My dear friend Marcela didn’t even make it down our tree before our green prize found its way back up her esophagus. I, on the other hand, was doomed to hours of intestinal discomfort. Both of us were left with the sour taste in our mouths. Even to this day, if I think about it, I can still savor its bitterness. If only we had waited for our tree to unlock its mouth-watering sweetness in its due time.
Fortunately, I can recall a considerably more satisfying peach from another time and another place. This peach was so sweet and juicy, I had to eat it outside and bent over. I managed to get it all over my hands, my face and all the way down my chin. I had never tasted something so good and succulent in my entire life.

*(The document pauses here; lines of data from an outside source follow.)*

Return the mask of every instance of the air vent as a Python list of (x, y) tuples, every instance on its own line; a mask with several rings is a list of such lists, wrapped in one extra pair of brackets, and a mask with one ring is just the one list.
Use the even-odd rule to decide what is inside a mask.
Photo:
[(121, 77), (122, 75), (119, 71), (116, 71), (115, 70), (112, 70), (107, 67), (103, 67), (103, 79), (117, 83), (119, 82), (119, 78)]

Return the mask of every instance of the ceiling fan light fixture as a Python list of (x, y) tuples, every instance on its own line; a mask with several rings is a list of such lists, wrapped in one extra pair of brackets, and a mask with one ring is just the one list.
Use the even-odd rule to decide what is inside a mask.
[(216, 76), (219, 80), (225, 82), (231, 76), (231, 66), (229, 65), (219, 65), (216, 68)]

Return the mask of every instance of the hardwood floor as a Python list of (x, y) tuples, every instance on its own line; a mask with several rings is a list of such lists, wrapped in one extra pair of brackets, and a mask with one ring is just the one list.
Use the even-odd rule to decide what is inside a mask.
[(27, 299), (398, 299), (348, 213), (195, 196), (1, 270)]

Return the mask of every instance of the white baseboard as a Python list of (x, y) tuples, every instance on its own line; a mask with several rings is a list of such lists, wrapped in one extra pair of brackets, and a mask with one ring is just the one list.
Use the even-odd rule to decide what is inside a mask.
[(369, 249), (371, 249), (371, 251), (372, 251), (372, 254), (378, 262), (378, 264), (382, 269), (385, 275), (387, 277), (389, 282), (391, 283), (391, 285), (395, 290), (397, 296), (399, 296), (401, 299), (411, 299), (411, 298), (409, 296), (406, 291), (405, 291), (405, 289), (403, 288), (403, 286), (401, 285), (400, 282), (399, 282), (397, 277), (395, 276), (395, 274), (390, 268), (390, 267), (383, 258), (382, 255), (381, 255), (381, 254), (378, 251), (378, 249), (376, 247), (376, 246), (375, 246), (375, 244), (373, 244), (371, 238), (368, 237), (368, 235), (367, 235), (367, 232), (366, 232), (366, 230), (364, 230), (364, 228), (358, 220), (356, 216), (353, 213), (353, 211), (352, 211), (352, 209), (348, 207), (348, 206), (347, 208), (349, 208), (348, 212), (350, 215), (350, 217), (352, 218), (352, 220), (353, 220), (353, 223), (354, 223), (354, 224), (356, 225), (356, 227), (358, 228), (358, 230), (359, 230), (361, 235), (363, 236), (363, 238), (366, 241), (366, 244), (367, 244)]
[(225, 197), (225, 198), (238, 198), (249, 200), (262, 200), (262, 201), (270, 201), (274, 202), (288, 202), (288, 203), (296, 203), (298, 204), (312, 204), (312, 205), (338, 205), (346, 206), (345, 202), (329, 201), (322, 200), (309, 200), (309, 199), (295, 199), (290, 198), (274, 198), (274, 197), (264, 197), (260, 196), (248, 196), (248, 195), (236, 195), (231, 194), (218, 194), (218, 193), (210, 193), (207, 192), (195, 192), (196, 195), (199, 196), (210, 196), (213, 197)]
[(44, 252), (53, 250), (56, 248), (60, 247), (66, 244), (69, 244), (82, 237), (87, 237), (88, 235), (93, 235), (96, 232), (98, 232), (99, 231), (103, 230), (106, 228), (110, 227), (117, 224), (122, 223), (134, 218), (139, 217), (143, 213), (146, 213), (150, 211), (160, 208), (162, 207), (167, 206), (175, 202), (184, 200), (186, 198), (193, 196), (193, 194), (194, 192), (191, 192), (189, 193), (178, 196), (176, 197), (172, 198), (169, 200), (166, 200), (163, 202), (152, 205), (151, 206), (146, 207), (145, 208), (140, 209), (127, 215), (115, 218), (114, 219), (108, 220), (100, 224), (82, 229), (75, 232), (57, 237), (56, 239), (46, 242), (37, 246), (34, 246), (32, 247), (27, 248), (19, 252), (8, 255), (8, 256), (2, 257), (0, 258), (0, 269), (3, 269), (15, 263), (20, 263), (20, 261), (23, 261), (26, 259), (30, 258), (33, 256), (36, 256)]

As we explore together the topic of love and sex in the next few weeks and recall its lessons in the years to come, remember this story. Remember that sex, when experienced before its due time (outside of marriage), will leave a lingering bitter taste in your soul and an ache in your heart that will be impossible to forget. Remember that waiting will yield the purest and sweetest joy that you will continue to enjoy for years to come.
Please know, however, that if your mouth is already bitter and your heart is full of ache and regret, there is another story that should be remembered, the story of the father and mother of the man that pinned these verses: David and Bathsheba. Know that you can move forward, let Christ release any bitterness and ache that may have been left behind. Don’t forget that grace sweeps in and frees us all. He blots out our transgressions, washes away our iniquity and cleanses us from sin (Psalm 51 1-2); he restores in us the joy of our salvation (v. 12). The beautiful sweetness of redemption leaves no room for shame; the aftertaste is that of pure succulent joy.